Comprenant qu’on m’appelait, je coupais ma musique et retirais mes écouteurs. Je m’immobilisais dès que je reconnus le visage. Celui de ma mère, ce qui était pourtant impossible. Sans y être invitée, elle s’installa à côté de moi, à même l’herbe. L’avoir devant moi après toutes ses années, je ne savais pas comment réagir. Pourtant, sa présence ne me dérangeait pas. En cet instant, je n’avais aucun ressentiment envers elle. Seulement de l’incompréhension. Elle ne pouvait pas être là. Elle avait disparu subitement, sans laisser aucune trace.


— Je… je peux vous aider ?

— Tu as l’air d’aller mieux. Depuis la dernière fois qu’on s’est vu.

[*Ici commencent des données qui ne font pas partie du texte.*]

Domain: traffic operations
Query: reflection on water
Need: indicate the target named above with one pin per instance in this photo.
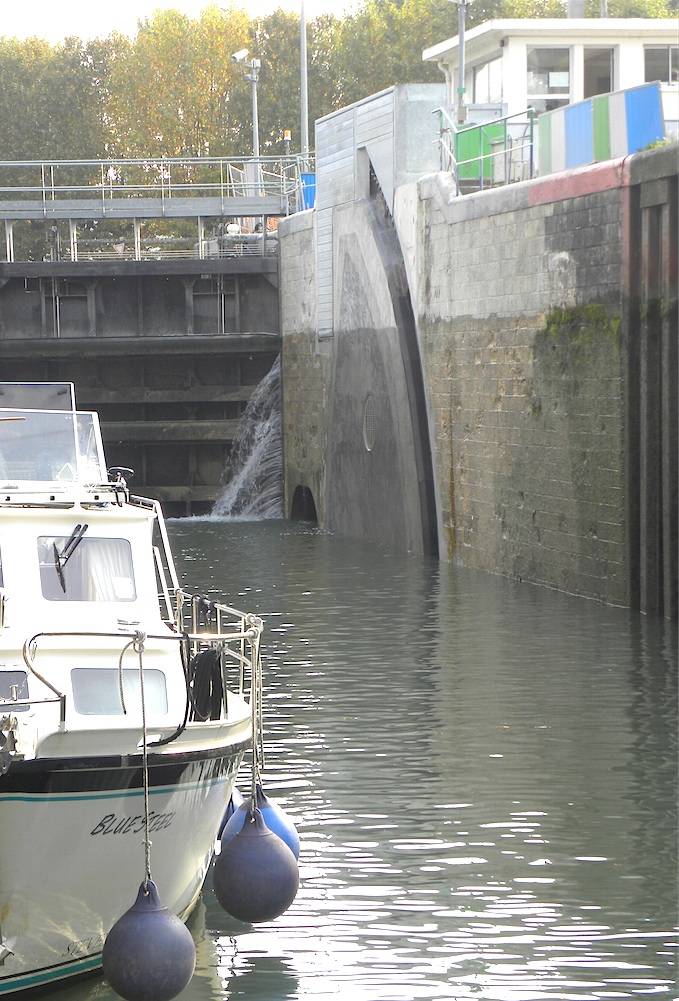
(483, 775)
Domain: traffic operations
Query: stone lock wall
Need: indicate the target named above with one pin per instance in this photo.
(305, 366)
(546, 321)
(520, 326)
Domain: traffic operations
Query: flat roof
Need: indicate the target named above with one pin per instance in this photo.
(486, 37)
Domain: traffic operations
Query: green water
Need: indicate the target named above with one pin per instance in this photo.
(483, 775)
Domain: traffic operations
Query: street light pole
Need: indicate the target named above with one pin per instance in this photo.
(252, 67)
(461, 108)
(303, 85)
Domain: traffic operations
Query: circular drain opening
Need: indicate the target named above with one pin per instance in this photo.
(369, 423)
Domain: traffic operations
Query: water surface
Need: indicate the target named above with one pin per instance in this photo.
(483, 774)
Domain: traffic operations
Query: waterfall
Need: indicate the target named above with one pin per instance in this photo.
(253, 474)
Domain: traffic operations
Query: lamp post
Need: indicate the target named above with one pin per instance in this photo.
(462, 13)
(303, 86)
(252, 67)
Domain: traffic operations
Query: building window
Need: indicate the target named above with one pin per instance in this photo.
(488, 83)
(661, 62)
(598, 70)
(549, 78)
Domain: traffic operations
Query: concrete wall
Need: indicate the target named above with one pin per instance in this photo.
(525, 301)
(520, 325)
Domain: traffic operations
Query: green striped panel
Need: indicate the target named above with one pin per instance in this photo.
(602, 127)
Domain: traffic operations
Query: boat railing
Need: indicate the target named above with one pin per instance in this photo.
(238, 641)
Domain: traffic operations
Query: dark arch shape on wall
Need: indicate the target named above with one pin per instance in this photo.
(303, 508)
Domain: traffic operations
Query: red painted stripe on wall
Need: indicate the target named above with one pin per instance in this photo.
(581, 180)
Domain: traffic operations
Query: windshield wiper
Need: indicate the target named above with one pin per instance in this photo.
(61, 559)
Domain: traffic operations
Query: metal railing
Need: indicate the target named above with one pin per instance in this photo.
(164, 178)
(491, 154)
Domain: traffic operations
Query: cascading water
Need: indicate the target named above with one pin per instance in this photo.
(253, 474)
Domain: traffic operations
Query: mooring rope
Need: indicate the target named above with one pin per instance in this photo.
(138, 644)
(256, 709)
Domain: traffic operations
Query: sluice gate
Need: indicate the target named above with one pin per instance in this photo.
(153, 288)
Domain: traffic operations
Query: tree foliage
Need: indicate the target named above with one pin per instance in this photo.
(172, 90)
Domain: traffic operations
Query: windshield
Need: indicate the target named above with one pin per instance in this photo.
(76, 568)
(49, 445)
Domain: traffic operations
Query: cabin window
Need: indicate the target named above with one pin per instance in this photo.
(80, 569)
(661, 62)
(598, 71)
(488, 83)
(13, 688)
(96, 691)
(549, 78)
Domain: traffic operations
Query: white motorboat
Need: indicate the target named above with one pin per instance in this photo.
(109, 672)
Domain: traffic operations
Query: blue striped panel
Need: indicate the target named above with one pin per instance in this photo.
(579, 142)
(644, 117)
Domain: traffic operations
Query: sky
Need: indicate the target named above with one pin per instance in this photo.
(86, 19)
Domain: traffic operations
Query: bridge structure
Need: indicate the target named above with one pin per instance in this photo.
(153, 286)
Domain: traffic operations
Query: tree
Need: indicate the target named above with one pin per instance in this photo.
(171, 91)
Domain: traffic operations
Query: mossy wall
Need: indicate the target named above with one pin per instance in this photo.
(520, 326)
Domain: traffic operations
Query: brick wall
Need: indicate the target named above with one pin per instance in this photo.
(519, 316)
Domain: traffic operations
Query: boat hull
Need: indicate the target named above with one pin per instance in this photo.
(72, 854)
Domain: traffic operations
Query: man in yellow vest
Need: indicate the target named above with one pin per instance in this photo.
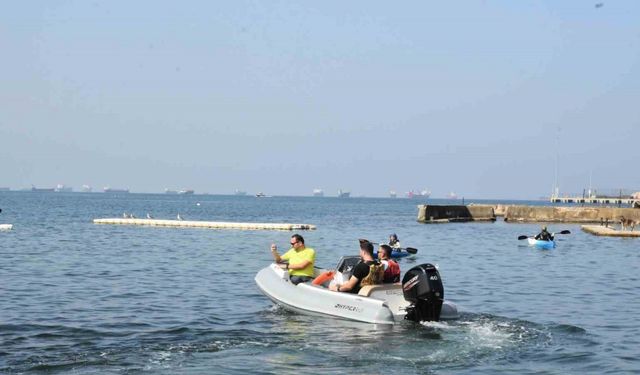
(300, 260)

— C’est vrai. Je suis épanouie. Enfin je crois.

— Qu’est-ce qui te fait douter ?

— Vous. Vous êtes de retour et je sais que ce n’est pas normal.

— Hormis ma présence, qui je comprends, peux te perturbée, comment tu te sens en ce moment ?

— Lizéa est très fatigante, mais tout va bien.


Je ne savais pas pourquoi ma mère était là. Je ne savais pas si, comme lors de mon entretien avec le Dr Langstone, j’inventais sa présence, mais ça m’était égal. Tout ce qui m’importait en ce moment, c’était de discuter. Malgré notre passé complexe, en cet instant, j’appréciais sa compagnie. Je ne la sentais pas agressive. Je retrouvais la mère attentionnée, aimante que j’avais rencontrée avant qu’elle ne disparaisse subitement. Avant que je ne monte sur le trône.

Je discutais avec elle pendant ce qui m’a semblé durer plusieurs heures. Je n’avais aucune appréhension. Quand elle s’effaça discrètement, quand je me retrouvais enfin seule, Océane avait pris sa place. Elle semblait méfiante, mais à la fois perplexe. Était-ce la présence de ma mère qui la perturbait ainsi ? Non, elle n’aurait pas réagi ainsi si c’était le cas.


— Tu parlais avec qui, mon amour ?

— Avec…


Et là je compris. Ce n’était pas la présence de ma mère qui l’avait perturbée. Elle ne l’avait même pas vu. J’avais encore inventé sa présence. Je devenais folle, c’était la seule explication logique. Ma mère n’avait pu être à côté de moi. Elle avait disparu il y a dix-huit ans.


— Dis-moi, est-ce par hasard, tu aurais des nouvelles de ma mère ?

— T’es sérieuse là ? Pourquoi j’en aurais ? Et si j’en avais, tu sais très bien que je l’exécuterais avant même de t’en parler.

— Hé bien… hésitais-je. Comme tu le sais, j’ai discuté avec le Dr Langstone. Avant qu’il ne m’informe de son départ à la retraite, j’ai cru l’entendre parler de ma mère.

— Et qu’est-ce qu’il disait ?

— Qu’il avait retrouvé sa trace. Mais en fin de compte, il s’est avéré qu’il n’avait pas du tout parlé d’elle.

— Chérie. Et si tu retournais faire un test de… enfin, tu sais…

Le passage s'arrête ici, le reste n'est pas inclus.